Liquefaction potential analysis is a required task in the foundation design process of offshore wind turbine in Taiwan. The standard penetration test (SPT) is mostly used in the preliminary soil investigation of the pilot offshore wind farm in Chang-Bin, Taiwan. Due to the different experimental conditions and operating conditions, the N value (SPT-N) of SPT varies greatly. This study applies statistical methods in conjunction with the New Japan Road Association simplified-empirical method (NJRA method) to incorporate the uncertainty of SPT-N values into the offshore liquefaction potential assessment to quantify the risk of seabed liquefaction. The study statistics the field experimental geotechnical parameters SPT-N and determines the probability density function of the SPT-N distribution of each layer of soil in the offshore wind farm. In order to quantify the risk of seabed soil liquefaction potential, the Monte Carlo random sampling method is used, and by the NJRA method to carry out the seabed liquefaction potential in Changhua, Taiwan.
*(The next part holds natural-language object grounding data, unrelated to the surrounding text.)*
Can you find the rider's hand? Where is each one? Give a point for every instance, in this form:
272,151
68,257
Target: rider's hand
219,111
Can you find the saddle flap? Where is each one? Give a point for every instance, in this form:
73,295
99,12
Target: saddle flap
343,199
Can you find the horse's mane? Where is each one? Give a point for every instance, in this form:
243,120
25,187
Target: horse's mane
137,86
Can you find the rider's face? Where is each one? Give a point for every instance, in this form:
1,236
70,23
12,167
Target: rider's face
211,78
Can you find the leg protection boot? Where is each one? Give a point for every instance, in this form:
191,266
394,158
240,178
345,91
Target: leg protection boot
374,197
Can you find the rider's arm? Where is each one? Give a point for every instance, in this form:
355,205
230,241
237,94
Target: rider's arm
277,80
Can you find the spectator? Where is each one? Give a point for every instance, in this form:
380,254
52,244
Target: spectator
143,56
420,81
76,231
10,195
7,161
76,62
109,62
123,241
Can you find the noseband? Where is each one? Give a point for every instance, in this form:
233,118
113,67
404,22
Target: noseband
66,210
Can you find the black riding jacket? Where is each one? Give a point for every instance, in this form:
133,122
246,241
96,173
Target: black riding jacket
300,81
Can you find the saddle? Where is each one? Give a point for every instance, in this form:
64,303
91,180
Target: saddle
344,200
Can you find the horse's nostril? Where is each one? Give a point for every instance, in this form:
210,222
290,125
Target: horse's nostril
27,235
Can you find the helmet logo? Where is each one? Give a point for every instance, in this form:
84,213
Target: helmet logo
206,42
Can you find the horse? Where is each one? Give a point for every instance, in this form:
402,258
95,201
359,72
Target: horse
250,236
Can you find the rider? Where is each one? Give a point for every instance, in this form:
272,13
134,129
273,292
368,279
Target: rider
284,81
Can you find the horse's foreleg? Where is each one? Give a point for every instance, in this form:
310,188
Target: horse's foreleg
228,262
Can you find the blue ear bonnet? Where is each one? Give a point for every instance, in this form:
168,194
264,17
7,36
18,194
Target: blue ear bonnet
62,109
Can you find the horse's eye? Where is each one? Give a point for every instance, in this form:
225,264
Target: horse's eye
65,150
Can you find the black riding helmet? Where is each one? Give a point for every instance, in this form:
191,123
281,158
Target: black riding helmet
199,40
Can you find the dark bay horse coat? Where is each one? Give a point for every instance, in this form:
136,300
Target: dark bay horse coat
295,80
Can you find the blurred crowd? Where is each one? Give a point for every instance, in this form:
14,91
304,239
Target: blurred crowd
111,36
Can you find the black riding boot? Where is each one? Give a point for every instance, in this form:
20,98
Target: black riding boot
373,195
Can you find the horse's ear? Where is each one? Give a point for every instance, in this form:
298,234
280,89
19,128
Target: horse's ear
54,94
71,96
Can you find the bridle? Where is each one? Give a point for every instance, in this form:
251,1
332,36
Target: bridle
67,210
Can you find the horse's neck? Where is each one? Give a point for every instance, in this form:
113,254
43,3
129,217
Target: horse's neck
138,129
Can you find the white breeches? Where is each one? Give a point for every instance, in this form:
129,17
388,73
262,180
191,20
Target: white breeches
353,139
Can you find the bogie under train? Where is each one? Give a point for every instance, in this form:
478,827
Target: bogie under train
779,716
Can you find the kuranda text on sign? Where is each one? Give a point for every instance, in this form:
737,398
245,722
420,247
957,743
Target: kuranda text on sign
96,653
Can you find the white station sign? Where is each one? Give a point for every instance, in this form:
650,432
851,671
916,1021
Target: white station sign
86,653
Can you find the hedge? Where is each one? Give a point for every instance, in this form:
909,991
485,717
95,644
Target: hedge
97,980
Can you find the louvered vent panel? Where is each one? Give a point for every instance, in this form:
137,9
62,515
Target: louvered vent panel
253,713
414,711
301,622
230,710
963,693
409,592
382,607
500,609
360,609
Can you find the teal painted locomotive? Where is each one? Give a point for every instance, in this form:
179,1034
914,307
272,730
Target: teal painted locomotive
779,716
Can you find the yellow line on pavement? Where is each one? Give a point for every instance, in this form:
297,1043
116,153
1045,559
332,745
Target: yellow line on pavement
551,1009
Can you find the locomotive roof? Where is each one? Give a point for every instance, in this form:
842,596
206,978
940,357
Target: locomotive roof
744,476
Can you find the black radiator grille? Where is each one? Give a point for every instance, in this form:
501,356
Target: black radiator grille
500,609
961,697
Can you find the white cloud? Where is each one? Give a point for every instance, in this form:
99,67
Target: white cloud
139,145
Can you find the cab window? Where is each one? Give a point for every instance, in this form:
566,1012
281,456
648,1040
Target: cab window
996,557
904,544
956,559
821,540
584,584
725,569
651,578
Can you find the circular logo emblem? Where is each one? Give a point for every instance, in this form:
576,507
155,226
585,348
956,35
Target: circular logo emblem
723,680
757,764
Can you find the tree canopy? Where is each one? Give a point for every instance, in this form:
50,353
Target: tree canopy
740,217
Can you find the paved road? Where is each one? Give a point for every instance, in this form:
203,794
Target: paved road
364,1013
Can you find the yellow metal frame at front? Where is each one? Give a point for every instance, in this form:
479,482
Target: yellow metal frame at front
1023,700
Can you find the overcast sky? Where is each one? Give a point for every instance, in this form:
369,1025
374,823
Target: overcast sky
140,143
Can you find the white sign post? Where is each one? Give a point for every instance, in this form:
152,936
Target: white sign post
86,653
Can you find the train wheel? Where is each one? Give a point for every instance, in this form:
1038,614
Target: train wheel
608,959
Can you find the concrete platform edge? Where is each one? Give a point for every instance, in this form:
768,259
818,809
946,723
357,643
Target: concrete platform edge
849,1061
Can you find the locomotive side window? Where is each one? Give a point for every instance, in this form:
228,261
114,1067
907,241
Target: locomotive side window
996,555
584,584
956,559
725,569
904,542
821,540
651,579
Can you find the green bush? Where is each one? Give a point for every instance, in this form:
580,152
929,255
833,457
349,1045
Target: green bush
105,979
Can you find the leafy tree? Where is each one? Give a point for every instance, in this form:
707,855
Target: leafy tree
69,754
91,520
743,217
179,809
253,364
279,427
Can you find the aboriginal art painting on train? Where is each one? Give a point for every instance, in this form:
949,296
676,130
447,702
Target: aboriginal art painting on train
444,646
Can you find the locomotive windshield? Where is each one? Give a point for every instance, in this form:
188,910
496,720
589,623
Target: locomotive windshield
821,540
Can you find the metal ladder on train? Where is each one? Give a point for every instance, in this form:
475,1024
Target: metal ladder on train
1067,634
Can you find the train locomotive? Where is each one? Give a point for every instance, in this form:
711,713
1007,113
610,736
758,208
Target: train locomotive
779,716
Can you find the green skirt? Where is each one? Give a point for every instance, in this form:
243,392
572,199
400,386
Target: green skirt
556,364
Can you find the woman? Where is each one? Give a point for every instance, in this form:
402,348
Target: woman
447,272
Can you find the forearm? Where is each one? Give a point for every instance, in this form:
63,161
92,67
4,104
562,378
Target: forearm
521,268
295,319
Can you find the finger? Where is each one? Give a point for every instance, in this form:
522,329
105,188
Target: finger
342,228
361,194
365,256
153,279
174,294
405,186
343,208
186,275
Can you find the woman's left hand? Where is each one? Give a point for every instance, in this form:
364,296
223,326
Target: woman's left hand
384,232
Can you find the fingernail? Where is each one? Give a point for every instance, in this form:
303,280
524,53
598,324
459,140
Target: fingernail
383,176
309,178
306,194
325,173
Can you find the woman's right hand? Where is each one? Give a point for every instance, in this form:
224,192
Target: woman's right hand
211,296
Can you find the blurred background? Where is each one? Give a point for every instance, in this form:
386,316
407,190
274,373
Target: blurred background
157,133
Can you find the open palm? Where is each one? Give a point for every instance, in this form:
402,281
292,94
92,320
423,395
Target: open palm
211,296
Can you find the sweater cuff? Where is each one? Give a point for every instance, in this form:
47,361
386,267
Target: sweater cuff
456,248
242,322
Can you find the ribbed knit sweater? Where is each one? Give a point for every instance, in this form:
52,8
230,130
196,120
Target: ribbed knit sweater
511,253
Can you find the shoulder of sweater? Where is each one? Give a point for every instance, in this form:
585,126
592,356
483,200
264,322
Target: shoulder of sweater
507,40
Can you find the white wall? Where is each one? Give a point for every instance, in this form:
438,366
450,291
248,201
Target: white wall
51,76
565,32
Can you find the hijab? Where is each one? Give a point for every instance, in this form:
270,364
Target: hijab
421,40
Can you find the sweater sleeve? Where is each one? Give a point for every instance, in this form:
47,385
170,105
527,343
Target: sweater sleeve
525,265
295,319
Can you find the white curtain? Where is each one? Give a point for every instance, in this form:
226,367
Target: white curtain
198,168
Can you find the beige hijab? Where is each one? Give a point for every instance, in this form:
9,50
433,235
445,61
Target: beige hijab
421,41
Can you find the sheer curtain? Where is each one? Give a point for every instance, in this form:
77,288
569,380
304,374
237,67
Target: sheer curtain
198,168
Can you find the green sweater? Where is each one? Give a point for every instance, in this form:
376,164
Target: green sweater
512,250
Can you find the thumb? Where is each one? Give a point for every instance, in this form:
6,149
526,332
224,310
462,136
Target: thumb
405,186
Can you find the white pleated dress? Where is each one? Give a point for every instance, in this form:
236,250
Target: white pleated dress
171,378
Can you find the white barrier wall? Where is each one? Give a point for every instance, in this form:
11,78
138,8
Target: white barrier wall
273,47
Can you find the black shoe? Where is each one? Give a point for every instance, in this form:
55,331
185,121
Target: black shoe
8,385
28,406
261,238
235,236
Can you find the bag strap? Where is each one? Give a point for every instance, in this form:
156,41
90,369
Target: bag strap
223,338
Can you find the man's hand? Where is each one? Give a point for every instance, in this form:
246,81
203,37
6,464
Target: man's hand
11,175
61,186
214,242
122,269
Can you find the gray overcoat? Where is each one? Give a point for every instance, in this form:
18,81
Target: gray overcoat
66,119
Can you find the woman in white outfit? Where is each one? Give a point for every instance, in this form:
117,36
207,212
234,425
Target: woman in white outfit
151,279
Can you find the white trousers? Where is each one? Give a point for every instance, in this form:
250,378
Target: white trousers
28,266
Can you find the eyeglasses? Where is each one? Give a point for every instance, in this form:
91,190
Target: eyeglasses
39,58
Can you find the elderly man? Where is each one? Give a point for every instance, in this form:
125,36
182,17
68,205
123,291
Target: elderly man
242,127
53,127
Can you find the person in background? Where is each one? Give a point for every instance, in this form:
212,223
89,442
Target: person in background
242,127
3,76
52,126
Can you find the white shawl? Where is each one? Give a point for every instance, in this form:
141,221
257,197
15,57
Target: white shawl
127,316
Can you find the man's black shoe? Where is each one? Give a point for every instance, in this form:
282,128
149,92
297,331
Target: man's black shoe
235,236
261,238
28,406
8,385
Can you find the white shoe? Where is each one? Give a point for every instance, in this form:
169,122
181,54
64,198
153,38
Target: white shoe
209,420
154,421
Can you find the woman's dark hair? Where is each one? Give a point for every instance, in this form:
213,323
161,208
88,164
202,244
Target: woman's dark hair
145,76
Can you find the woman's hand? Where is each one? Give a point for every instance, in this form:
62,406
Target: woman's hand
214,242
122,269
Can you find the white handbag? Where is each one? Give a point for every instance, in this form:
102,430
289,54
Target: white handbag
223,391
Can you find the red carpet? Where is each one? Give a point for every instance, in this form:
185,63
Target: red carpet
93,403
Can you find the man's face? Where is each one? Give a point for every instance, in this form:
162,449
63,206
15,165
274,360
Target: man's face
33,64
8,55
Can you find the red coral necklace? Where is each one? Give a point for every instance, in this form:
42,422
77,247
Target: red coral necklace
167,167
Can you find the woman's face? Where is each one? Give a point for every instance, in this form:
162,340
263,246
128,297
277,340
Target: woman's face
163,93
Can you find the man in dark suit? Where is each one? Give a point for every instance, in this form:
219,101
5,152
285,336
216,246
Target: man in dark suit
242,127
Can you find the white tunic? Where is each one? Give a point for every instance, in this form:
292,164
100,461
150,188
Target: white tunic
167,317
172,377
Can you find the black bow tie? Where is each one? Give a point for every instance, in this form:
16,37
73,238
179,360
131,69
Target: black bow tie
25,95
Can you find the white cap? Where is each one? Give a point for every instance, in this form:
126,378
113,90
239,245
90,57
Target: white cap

After comparing, the results obtained by the current SPT-based soil liquefaction potential assessment by deterministic approach are conservative. In the ground investigation of offshore wind farm development, the method proposed in this paper can access the thickness of liquefiable soil layers under any given probability for optimizing offshore wind turbine foundation design.

Introduction

The Chang-Bin offshore wind farm of Taiwan Power Company is located in the offshore area of Changhua. The preliminary geotechnical investigation results show that the seabed of Chang-Bin offshore wind farm in Taiwan is mainly composed of silty sand (SM) and low plasticity clay (CL), it contains a small number of low plasticity silt (ML) and silty poorly graded sand (SP-SM) [CSC (2017), Hai-Shia Offshore Wind Energy Co., LtD. (2017a, 2017b), Chien at al. (2014), TORI (2012), TPC (2012, 2018)].. The soil within 80 meters below the seabed can be roughly divided into three layers. The uppermost layer is mainly loose to medium dense sand (SPT-N<30) and the depth is about 25 meters. The soil conditions of Taiwan’s offshore wind farm are very different from the offshore wind farm in the North Sea [Le at al. (2014)]. For a sandy soil within 20 meters of the surface depth, it is highly likely that soil liquefaction will occur when an earthquake occurs [Seed and Idriss (1971)]. The soil liquefaction potential can assess by deterministic approach in Taiwan, which the SPT-N based soil liquefaction potential semi-empirical analysis method is the common adopted in the engineering design in Taiwan [JRA (1996), CPA (2011)], However, soil liquefaction can be affected by soil layer distribution, soil properties, seismic wave transmission, stress conditions, etc. Therefore, quantifying the risk of soil liquefaction in highly seismic region is essential for the development of offshore wind farms.